Pruitt’s spending comes amid significant cuts to environmental programs and staffing at the agency. “We’re proud to report that we’re reducing the size of government, protecting taxpayer dollars and staying true to our core mission of protecting the environment and American jobs,” he said in a statement last year, according to Reuters.
A climate change skeptic with deep ties to polluters, Pruitt has been instrumental in carrying out President Donald Trump’s agenda of radical deregulation. But Thursday’s Times story follows string of new revelations about Pruitt’s leadership that have put him on rocky terms with the White House. Trump said earlier in the day that he still has confidence in the EPA administrator. “I have to look at them,” said Trump, when asked by reporters about the controversies surrounding Pruitt, according to Politico. “I’ll make that determination. But he’s a good man, he’s done a terrific job. But I’ll take a look at it.”
The Times story discloses new details about spending requests by Pruitt that EPA staff objected to—among them: a charter aircraft membership that would have cost $100,000 per month; a “bulletproof sport vehicle with so-called run flat tires, which keep a vehicle moving even when sustaining gunfire”; and two desks in his office suite that would have cost roughly $70,000. The EPA didn’t end up making these purchases but has nonetheless expanded Pruitt’s security detail; constructed the secure phone booth; and installed a biometric lock that “was not counted against Mr. Pruitt’s furniture budget,” according to the Times.
The story is filled with wild examples of Pruitt requesting treatment that hadn’t been provided to past EPA administrators. The Times reports that according to three sources, Eric Weese, a career EPA official who headed Pruitt’s security detail before being replaced, had “questioned Mr. Pruitt’s desire to use flashing lights and sirens in his motorcade.” In one incident:
Mr. Pruitt, who often ran late, wanted to use the lights and sirens to expedite local trips in Washington to the airport or to dinner, including at least one trip to Le Diplomate, a trendy French restaurant that he frequented. Such use was not consistent with agency policy, but Mr. Weese was unsuccessful in stopping it.
The agency said Mr. Pruitt played no role in deciding when the sirens and lights would be used. “The security detail for the past 15 years has used them in very limited fashion,” [EPA spokesperson Jahan] Wilcox said.
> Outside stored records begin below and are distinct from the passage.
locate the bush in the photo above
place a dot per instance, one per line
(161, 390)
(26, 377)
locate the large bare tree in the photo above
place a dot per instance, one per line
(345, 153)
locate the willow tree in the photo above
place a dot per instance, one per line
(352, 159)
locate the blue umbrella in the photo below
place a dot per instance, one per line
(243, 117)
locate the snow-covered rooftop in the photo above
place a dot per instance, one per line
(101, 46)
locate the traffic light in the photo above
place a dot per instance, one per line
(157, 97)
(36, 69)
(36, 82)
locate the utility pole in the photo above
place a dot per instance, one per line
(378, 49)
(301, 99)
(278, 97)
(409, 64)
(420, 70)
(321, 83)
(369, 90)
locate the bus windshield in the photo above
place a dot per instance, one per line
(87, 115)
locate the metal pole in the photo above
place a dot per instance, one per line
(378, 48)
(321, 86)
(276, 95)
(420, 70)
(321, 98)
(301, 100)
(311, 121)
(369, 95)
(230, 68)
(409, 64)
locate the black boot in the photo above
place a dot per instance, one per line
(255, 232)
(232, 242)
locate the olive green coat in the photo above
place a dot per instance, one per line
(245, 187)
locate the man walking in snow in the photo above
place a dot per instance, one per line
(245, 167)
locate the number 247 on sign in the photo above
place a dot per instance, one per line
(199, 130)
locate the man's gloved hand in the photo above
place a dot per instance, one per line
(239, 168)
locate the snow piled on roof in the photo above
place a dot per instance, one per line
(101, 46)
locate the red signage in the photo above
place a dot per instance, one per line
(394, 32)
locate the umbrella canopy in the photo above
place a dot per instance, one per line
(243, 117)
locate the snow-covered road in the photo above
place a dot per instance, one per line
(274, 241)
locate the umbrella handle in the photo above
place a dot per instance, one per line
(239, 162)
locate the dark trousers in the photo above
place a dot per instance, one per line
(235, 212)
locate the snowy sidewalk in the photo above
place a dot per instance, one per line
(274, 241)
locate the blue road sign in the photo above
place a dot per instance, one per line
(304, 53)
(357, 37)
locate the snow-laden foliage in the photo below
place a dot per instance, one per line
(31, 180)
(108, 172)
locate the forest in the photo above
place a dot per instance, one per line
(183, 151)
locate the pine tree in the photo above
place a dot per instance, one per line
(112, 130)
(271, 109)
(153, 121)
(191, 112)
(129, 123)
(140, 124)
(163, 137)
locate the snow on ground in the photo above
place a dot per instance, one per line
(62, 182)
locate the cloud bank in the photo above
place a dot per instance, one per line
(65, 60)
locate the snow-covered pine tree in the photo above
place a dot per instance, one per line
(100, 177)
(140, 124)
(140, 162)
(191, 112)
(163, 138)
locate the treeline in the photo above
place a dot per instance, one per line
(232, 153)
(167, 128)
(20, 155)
(It’s worth noting that one of the times Pruitt dined at Le Diplomate was last year, when he celebrated his star-turn in Trump’s announcement that the United States would withdraw from the landmark Paris climate agreement).
When I visited Oklahoma for my magazine profile of Pruitt, a number of the people I talked to brought up his spending habits from his days as the state’s attorney general. Oklahoma’s attorney general has a main office in Oklahoma City and a smaller office in Tulsa. But under Pruitt’s leadership, the Tulsa office, which was closer to his home, was moved to a building downtown, at triple the rent. As I noted: “When oil prices sank globally and state revenue plunged, most agencies saw their budgets cut. Pruitt’s expanded by 40 percent, and he hired nearly 60 new employees focused on fighting legal battles against the Obama administration, according to the Associated Press.”